Alessia Pifferi era completamente in grado di intendere e di volere nel momento in cui decise di lasciare da sola per una settimana la piccola Diana, poi morta di stenti nel luglio del 2022.
È questo in sostanza il risultato della perizia psichiatrica effettuata su disposizione della Corte d'assise d'appello di Milano nel processo di secondo grado per omicidio volontario aggravato a carico della donna e depositato nella giornata di ieri, lunedì 25 agosto. Un lavoro andato avanti per circa sei mesi, dal momento in cui, nello scorso mese di febbraio, i giudici popolari guidati dal presidente Ivana Caputo affidarono il delicato compito a un pool di esperti composto dallo psichiatra bresciano Giacomo Francesco Filippini, dalla docente di neuropsicologia e scienze cognitive presso l'Università Bicocca Nadia Bolognini e dallo specialista in neuropsichiatria dell'infanzia e dell'adolescenza Stefano Benzoni.
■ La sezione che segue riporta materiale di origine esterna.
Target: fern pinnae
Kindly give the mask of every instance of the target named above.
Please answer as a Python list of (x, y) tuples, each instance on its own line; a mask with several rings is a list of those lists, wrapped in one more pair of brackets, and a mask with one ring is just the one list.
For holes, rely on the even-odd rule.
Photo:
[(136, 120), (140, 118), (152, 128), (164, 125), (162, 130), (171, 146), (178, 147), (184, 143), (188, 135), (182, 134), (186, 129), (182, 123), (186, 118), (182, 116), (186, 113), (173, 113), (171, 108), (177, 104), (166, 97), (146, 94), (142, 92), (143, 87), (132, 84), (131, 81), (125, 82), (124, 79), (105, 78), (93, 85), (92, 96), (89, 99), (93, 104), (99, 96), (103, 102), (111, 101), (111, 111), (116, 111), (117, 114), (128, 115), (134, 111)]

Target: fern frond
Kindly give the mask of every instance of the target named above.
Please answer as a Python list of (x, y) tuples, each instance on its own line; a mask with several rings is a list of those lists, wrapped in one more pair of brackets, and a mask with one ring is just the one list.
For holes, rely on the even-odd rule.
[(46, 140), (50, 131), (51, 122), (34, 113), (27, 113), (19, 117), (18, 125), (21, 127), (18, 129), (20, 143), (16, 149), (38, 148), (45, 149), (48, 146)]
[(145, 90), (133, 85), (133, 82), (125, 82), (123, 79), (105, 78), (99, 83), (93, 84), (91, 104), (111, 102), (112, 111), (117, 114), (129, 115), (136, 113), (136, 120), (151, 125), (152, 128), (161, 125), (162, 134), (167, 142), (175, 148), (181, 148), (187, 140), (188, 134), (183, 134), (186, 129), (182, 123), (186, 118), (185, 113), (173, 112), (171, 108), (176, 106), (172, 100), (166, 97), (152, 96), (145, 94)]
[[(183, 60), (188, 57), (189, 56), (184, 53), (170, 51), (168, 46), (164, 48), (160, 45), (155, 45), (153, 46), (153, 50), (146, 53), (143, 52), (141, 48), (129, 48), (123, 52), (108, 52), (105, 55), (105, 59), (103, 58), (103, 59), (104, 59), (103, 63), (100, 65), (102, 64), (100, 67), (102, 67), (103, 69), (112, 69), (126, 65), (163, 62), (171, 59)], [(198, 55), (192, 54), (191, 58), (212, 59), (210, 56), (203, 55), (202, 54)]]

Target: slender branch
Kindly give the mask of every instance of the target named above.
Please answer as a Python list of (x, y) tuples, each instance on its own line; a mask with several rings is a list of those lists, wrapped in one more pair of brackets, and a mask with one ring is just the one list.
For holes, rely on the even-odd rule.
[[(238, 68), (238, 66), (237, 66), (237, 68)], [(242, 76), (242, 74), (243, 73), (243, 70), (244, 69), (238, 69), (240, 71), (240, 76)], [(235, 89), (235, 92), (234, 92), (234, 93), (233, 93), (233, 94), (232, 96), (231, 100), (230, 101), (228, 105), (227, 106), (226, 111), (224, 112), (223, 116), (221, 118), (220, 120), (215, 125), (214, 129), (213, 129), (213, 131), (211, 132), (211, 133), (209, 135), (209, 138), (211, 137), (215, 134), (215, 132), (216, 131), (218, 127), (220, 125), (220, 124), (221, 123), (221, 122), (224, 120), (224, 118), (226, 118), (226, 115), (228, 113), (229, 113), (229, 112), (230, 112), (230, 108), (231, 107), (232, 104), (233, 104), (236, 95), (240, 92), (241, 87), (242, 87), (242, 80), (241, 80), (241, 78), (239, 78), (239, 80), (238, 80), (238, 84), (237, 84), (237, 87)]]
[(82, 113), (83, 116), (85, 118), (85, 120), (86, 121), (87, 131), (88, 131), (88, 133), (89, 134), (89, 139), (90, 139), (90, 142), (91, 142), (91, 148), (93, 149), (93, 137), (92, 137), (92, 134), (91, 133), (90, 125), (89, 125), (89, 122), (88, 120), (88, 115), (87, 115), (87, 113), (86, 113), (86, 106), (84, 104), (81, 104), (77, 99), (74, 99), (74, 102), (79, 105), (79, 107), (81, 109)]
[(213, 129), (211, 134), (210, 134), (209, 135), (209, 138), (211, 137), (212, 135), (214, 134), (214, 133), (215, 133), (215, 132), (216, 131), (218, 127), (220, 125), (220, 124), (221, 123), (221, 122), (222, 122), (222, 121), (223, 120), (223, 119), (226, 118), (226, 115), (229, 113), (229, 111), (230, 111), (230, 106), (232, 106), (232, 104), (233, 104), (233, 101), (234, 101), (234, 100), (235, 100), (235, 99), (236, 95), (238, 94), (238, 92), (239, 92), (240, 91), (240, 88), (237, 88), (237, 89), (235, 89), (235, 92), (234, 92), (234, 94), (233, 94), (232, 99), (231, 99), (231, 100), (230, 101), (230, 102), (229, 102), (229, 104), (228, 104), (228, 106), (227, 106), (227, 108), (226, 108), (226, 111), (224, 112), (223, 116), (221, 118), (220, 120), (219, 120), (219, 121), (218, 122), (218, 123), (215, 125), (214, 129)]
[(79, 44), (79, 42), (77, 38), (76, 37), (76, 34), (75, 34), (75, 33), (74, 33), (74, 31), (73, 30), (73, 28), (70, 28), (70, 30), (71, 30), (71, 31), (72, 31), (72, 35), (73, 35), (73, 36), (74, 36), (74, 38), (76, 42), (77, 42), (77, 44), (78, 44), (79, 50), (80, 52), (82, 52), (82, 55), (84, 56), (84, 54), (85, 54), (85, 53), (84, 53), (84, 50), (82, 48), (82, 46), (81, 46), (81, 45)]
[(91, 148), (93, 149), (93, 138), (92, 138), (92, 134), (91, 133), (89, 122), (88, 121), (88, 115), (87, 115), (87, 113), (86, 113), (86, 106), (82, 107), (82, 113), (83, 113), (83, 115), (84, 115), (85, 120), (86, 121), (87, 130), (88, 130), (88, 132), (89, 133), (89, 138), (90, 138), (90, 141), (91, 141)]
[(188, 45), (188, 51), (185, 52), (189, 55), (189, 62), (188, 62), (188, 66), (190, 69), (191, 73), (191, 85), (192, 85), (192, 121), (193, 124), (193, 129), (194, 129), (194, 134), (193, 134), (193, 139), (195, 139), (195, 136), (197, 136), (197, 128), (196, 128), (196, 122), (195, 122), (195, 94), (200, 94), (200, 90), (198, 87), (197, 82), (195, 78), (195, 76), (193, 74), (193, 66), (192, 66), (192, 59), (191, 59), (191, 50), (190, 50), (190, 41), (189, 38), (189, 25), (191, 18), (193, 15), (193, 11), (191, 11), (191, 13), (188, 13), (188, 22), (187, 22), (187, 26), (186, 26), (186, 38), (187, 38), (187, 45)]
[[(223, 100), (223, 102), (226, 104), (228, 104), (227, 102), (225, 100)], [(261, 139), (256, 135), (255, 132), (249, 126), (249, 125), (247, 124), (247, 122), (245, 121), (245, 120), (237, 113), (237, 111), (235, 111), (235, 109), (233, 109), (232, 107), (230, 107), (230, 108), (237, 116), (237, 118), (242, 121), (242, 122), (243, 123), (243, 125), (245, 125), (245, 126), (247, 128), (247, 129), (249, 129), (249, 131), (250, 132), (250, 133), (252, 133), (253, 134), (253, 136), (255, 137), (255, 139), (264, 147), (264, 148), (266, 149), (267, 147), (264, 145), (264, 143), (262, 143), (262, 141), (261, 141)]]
Ai tre professionisti fu conferito l'incarico di valutare se la 40enne fosse effettivamente "affetta da patologie psichiatriche" e da"alterazioni clinicamente significative della sfera cognitiva" tali da avere "interferito sulla capacità di intendere e di volere escludendola del tutto o scemandola gravemente" al momento dei fatti e nelle due occasioni precedenti nelle quali la piccola Diana fu lasciata da sola in casa sopravvivendo, vale a dire dal 2 al 4 luglio e dall'8 all'11 luglio del 2022.
Il team di lavoro, dopo un'indagine condotta per sei mesi all'interno del carcere di Vigevano, in cui la Pifferi è ristretta dopo la condanna all'ergastolo, è arrivato alle stesse conclusioni del processo di primo grado. I risultati del lavoro saranno illustrati in aula durante l'udienza in programma il prossimo 24 settembre e valutati dai consulenti selezionati da accusa e difesa.
Stando alle prime indiscrezioni circolate, i periti hanno redatto un documento di qualche migliaio di pagine, nelle quali vengono riportati i risultati dei colloqui svolti in questi mesi con la Pifferi, così come quelli dei test a cui la donna è stata sottoposta. Le conclusioni dello studio, riassunte in circa una trentina di pagine già depositate e a disposizione di giudici, accusa e difesa, confermerebbero in sostanza che la 40enne era completamente capace di intendere e di volere nel momento in cui decise di abbandonare la figlia di 18 mesi in casa per trascorrere una settimana col compagno dell'epoca.
Nella loro valutazione, i tre periti hanno sottoposto ad analisi anche la documentazione scolastica e sanitaria inerente la donna in età pre-adolescenziale, rilevando un "disturbo" nell'età infantile che tuttavia a giudizio loro non avrebbe inciso sulle capacità cognitive e sul comportamento della Pifferi di circa 25 anni dopo.
Pare probabile che il risultato della perizia possa diventare fondamentale anche nella valutazione del "Pifferi-bis", caso che vede imputati per falso e favoreggiamento personale l'avvocato della 40enne, il suo consulente di parte e alcune psicologhe del carcere di San Vittore, accusati in concorso di aver manipolato il test di Wais per far risultare un quoziente intellettivo di 40 alla Pifferi e consentirle di evitare l'ergastolo. In questo caso l'appuntamento in aula è per il prossimo 11 settembre.